Mj1234 has asked for the wisdom of the Perl Monks concerning the following question:

Hello Monks,

I have a string as shown below. I want to extract only the plain text and assign it to a scalar using HTML::Parser. How can this be done?

$string = '<style>table{border-collapse: collapse;margin-left: 1cm;fon +t-Family: courier;width: 60%}.hoverTable tr{background: #D8D8D8;} .ho +verTable tr:hover{background-color: #ffff99; }</style><table border=2 + class="hoverTable">[20160628_151916] <tr><td bgcolor="#366092"><font + color="White"> PLAIN TEXT TO BE EXTRACTED</td>';

Replies are listed 'Best First'.
Re: Remove html tags to obtain plain text
by hippo (Archbishop) on Jun 29, 2016 at 10:19 UTC
Re: Remove html tags to obtain plain text
by marto (Cardinal) on Jun 29, 2016 at 10:59 UTC

    If this really is your source data, and you wish to extract each td in a table:

    use strict; use warnings; use feature 'say'; use Mojo::DOM; my $p = Mojo::DOM->new(); my $string = '<style>table{border-collapse: collapse;margin-left: +1cm;font-Family: courier;width: 60%}.hoverTable tr{background: #D8D8D +8;} .hoverTable tr:hover{background-color: #ffff99; }</style><table b +order=2 class="hoverTable">[20160628_151916] <tr><td bgcolor="#366092 +"><font color="White"> PLAIN TEXT TO BE EXTRACTED</td>'; my $dom = Mojo::DOM->new( $string ); $dom->find('tr td')->each( sub{ my $td = shift; say $td->children->map('text')->join('\n'); });
Re: Remove html tags to obtain plain text
by davies (Monsignor) on Jun 29, 2016 at 15:25 UTC

    I hope you realise that your HTML is pretty seriously broken.
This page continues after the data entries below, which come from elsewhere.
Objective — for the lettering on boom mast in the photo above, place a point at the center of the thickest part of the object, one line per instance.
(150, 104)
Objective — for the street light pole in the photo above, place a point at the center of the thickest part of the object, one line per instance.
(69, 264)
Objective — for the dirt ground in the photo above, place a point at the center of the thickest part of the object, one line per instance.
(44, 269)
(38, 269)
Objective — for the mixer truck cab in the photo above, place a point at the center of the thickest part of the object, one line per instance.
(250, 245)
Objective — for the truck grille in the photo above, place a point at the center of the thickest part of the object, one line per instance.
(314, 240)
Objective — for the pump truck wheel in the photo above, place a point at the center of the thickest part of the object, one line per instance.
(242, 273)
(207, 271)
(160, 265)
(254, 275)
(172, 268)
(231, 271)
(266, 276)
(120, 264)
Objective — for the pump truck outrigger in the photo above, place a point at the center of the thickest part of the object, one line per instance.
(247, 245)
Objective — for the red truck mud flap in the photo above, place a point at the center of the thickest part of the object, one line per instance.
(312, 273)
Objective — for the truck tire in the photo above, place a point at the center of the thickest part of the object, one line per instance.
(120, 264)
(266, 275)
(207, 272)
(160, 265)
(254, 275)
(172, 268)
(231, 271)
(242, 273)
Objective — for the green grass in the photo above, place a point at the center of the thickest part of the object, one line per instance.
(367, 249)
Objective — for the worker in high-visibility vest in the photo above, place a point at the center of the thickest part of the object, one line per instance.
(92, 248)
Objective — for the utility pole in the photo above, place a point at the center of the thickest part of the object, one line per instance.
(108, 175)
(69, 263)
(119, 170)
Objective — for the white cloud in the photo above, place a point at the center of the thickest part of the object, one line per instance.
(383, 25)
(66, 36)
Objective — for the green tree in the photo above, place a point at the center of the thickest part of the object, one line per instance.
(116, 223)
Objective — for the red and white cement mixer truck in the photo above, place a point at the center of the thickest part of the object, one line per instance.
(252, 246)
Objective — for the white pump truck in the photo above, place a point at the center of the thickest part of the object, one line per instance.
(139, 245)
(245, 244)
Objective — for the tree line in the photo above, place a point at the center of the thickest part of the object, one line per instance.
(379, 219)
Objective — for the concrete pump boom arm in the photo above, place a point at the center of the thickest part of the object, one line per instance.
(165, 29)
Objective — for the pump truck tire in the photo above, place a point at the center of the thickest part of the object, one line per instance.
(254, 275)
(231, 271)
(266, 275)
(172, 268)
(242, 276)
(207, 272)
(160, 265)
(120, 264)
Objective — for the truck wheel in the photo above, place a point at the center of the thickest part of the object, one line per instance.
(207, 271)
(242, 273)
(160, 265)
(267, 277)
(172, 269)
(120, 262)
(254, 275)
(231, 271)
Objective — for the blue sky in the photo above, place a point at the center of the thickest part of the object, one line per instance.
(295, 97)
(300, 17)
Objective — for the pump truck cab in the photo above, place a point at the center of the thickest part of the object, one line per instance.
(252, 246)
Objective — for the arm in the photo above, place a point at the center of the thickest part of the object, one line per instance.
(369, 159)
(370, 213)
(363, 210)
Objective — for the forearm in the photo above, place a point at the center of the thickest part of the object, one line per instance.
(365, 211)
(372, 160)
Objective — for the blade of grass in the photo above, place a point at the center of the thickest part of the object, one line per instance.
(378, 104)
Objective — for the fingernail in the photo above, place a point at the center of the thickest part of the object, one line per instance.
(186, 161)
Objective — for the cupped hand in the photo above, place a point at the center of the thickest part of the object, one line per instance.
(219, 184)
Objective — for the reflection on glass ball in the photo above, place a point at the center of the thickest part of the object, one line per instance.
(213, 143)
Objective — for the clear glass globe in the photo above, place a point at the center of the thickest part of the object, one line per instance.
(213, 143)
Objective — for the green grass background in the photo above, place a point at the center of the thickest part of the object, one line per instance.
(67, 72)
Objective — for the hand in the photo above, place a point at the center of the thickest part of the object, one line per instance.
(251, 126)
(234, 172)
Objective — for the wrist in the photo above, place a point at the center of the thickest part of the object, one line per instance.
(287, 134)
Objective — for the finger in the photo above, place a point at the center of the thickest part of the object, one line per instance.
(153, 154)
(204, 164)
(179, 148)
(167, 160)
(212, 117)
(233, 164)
If that's carelessness on your part, it's not a good sign. If it's typical of what you are likely to get in real life, I understand.

    I found it easier to write my own parser than to work through the HTML::Parser docs & I don't remember them defining how it works with broken HTML like yours. My parser, XML::Lenient, is specifically intended to cope. Two ways of extracting your text are shown in the code below:

    use Modern::Perl; use XML::Lenient; my $p = XML::Lenient->new(); my $string = '<style>table{border-collapse: collapse;margin-left: 1cm; +font-Family: courier;width: 60%}.hoverTable tr{background: #D8D8D8;} +.hoverTable tr:hover{background-color: #ffff99; }</style><table borde +r=2 class="hoverTable">[20160628_151916] <tr><td bgcolor="#366092"><f +ont color="White"> PLAIN TEXT TO BE EXTRACTED</td>'; say $p->innertext($p->within($string, 'td')); say $p->wpath($string, 'td/font');

    As you don't tell us why you want to use HTML::Parser, I have no idea whether my module would be better for you, though. And remember that I'm biased, like any parent.

    Regards,

    John Davies

      This is just part of the complete HTML text. I am trying to use HTML::Parser as I am unable to use HTML::Strip.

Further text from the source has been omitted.